All of these disciples decided to take a look, to go and see Jesus, to experience him, to be in relationship with him.  They followed him so that they could witness and experience for themselves the truth of this man – this Lamb of God, this Son of God, this Rabbi, this Messiah.  Nathanael pronounced him both Son of God and King of Israel.  Once he took a look, his skepticism was replaced with belief. 
Take a look.  Come and see.  Jesus beckons us to follow and see for ourselves what discipleship and being in a relationship with him is and what it means.  Take a look, come and see.    
It’s interesting that in this first chapter alone, Jesus was called by at least eight different names or titles.  In one chapter!  Jesus acknowledged them all.  We know that none of these names fully revealed or defined the fullness of who Jesus was, who Jesus is.  They cannot convey the glory of Jesus and what he came to do.  But each of these disciples saw Jesus and recognized Jesus in the way they most needed.  John saw him as the Lamb of God, the one who takes away the sins of the world.  These first disciples, wanted to learn about him; they wanted to understand him as both Rabbi and Messiah.  Nathanael, who was startled by Jesus’s knowledge   of him, made a great profession of faith.  Jesus was the Son of God, the King of Israel.  They named him in the way they understood him.  They understood him, they recognized him, they experienced relationship with him because they went and took a look.    

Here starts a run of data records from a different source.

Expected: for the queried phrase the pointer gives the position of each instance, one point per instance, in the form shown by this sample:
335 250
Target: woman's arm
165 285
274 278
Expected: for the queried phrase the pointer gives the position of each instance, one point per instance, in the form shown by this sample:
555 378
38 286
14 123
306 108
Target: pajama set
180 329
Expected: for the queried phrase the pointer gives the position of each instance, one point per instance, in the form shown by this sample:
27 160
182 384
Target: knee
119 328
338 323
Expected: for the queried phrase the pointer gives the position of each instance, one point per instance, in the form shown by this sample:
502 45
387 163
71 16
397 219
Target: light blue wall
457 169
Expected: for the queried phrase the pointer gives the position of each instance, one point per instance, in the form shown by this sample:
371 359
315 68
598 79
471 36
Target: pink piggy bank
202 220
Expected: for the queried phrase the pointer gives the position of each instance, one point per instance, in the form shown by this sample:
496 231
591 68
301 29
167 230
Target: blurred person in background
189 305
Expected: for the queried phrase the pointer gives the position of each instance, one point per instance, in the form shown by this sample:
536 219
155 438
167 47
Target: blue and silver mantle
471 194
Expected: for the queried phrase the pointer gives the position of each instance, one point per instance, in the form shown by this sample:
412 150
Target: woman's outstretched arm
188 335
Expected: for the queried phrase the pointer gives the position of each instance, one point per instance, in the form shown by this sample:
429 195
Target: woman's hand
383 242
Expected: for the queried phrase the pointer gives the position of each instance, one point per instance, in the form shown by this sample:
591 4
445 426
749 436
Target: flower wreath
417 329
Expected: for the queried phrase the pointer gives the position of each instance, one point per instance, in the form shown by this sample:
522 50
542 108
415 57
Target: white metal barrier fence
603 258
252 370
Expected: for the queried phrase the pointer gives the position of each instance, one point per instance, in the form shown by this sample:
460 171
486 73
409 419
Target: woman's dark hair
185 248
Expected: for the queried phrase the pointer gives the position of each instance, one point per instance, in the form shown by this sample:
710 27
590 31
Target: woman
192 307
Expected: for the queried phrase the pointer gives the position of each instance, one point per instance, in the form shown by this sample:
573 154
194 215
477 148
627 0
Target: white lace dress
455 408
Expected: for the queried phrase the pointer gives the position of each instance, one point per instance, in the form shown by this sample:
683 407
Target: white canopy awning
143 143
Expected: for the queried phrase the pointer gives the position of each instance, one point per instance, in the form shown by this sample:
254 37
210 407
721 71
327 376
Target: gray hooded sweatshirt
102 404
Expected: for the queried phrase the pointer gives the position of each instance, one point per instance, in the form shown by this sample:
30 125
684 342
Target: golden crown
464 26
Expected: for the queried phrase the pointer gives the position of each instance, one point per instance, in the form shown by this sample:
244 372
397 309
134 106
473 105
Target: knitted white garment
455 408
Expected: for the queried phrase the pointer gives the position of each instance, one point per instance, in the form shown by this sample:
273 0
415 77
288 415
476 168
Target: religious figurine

            Take a look.  Come and see.  It’s such a simple invitation.  But when the disciples accepted that invitation, when they looked for themselves, their lives were irrevocably changed.  The invitation remains.  We are invited, over and over again, to come and see; to look for ourselves.  We are invited to follow, and in following to be in relationship with the Lamb of God.  When have you heard that invitation?  What happened when you took that look?  Here’s the good news – the really, really good news – the invitation doesn’t stop with us.  In fact, it isn’t meant to be issued by Jesus alone.  We are invited to come and see, to be in relationship; but more importantly when we accept the call to follow, we are also called to invite.  Andrew invited Simon Peter.  Philip invited Nathanael.  When we get right down to it, this is what evangelism is.  Our call is not to force belief on others, or make them think a certain way.  Our call is to invite, to open the door for them to see, just as that door was opened for us. 
Take a look for yourself.  Come and see the love I’ve experienced.  Come and see the hope I’ve found.  Come and see the relationship I have with the God of relationship.  Come and see what I see, and maybe just maybe, you’ll see it too.  Let all God’s children say, “Alleluia!”  Amen.